Professor Lawrence Hamermesh authored this year’s competition problem, which focused on stockholder appraisal rights and the related, recent cases of Merion Capital LP v. BMC Software, Inc., In re Appraisal of Ancestry.com, and In re Appraisal of Dell Inc.  The issues centered around the question of the appropriate interpretation of the statutory term “stockholder of record,” and its effect on so-called “appraisal arbitrage,” in which purchasers of shares after the record date for voting on a merger seek judicial appraisal of their shares.  Eighteen teams from seventeen schools participated in the competition, which is the only corporate moot court competition in the country. The Ohio State University’s Moritz College of Law took home this year’s title, edging out a team from Mercer University School of Law before a panel comprised of Delaware Supreme Court Justice James T. Vaughn, Jr., Vice Chancellor Sam Glasscock of the Delaware Court of Chancery, and former Delaware Supreme Court Justice Jack B. Jacobs.  The winning team comprised of Patrick Schlembach and Susan Restrepo, who was also the Best Oral Advocate.   Marquette University School of Law won the Best Brief Award.

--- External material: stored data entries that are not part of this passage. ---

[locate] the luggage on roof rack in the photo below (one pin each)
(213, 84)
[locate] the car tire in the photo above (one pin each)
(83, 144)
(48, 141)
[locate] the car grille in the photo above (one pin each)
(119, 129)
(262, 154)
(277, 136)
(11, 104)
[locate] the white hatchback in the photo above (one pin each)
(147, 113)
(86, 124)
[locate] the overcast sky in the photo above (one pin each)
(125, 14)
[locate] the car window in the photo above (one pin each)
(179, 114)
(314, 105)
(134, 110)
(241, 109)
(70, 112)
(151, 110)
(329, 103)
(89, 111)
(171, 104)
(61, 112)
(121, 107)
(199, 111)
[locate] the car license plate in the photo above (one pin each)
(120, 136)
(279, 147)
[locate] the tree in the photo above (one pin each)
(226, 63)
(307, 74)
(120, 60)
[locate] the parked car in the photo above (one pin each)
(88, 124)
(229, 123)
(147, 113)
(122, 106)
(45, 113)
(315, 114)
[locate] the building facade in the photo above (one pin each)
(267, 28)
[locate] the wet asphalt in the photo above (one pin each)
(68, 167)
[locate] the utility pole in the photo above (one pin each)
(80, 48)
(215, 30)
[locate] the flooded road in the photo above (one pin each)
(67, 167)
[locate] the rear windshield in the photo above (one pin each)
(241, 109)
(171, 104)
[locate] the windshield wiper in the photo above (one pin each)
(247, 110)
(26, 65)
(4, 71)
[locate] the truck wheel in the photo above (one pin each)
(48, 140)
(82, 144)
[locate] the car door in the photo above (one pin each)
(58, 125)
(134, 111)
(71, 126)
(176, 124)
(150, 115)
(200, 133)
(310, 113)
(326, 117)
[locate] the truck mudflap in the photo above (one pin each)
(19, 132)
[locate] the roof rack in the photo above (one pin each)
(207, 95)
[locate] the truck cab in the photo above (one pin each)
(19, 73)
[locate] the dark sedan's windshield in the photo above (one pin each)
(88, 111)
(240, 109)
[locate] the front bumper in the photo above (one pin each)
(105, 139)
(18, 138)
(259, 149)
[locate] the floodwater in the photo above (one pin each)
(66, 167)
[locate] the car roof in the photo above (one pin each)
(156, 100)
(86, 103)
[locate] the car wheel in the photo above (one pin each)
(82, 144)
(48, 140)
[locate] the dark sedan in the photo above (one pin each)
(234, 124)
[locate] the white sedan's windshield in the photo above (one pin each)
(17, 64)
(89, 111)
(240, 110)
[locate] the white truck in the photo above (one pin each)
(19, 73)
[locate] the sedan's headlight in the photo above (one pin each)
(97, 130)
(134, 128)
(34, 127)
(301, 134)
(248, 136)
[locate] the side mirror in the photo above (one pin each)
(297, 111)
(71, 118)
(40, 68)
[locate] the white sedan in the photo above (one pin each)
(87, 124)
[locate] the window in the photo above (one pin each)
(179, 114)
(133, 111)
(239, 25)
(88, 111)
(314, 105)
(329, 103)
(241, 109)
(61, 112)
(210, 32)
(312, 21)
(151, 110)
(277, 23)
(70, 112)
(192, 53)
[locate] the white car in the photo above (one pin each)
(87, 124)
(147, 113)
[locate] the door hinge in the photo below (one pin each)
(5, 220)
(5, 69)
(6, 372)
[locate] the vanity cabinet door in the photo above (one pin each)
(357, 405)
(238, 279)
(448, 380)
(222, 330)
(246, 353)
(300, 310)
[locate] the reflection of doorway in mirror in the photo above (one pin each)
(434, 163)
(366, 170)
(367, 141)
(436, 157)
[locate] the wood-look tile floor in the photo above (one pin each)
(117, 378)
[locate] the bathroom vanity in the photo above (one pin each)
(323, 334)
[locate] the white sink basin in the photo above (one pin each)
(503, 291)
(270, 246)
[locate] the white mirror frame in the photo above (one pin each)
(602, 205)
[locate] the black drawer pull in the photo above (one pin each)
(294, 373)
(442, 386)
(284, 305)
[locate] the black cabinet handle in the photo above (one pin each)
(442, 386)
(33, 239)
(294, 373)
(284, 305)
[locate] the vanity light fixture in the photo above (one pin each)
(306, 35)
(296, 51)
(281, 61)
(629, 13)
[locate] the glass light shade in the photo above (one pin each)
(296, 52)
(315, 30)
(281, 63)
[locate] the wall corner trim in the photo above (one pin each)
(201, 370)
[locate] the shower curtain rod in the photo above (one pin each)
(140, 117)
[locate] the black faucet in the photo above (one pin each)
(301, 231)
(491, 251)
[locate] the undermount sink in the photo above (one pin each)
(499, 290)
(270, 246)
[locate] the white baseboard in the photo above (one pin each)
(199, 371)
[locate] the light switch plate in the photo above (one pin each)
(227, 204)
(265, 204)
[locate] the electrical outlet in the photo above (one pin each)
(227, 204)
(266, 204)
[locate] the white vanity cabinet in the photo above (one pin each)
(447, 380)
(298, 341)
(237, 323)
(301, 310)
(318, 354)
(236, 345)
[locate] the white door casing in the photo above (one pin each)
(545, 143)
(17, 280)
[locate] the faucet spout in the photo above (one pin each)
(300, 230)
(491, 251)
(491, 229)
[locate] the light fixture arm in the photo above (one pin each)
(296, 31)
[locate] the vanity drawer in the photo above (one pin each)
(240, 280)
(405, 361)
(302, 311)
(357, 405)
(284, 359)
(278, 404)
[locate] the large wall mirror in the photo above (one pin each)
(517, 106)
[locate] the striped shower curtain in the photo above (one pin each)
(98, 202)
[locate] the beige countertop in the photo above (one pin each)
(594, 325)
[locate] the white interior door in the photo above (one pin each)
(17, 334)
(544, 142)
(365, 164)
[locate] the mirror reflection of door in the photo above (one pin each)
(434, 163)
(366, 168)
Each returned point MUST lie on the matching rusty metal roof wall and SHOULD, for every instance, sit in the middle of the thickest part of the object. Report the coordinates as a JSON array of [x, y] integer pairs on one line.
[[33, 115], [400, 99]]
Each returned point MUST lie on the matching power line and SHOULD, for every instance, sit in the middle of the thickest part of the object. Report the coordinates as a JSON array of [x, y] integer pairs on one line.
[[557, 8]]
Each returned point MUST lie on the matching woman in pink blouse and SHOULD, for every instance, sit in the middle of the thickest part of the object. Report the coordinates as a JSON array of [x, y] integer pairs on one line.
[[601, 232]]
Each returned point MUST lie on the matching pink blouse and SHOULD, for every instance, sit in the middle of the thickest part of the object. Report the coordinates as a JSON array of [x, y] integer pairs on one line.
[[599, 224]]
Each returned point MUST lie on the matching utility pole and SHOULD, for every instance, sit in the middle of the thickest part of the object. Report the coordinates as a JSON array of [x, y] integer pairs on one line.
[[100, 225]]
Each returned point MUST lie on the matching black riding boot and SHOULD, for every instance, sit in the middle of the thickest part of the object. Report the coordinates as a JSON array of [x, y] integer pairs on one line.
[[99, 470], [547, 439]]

An integral part of the competition is the Distinguished Scholar Lecture.  The 2016 Distinguished Scholar was Eileen T. Nugent, Esquire, the co-head of Skadden, Arps, Slate, Meagher & Flom’s Global Transactions Practice.  As a mergers and acquisitions partner in the firm’s New York office, she has worked on a wide range of some of the most significant public and private M&A transactions since the mid 1980s.  Ms. Nugent is also the co-author of a well-known M&A treatise and is an adjunct professor at University of Virginia School of Law.

In her lecture entitled Living a Law School Exam Question: Issues Faced by a Practitioner in Applying Selected Provisions of Delaware Jurisprudence in Real Time, Ms. Nugent addressed the need for M&A practitioners to keep abreast of Delaware cases due to their “real time” application in structuring deal transactions.  Specifically, Ms. Nugent discussed the enforceability of fraud and non-reliance provisions as a remedy in acquisition agreements, and reviewed recent case law developments affecting disclosure-based settlements of stockholder class actions.  Ms. Nugent discussed how recent cases in those realms have shaped how buyers and sellers approach the issues when drafting merger agreements and proxy statements, and the perhaps peculiar outcomes they have created going forward, including the possibility that planners will have an incentive to withhold more important information so that it can justify settlement of litigation challenging the deal.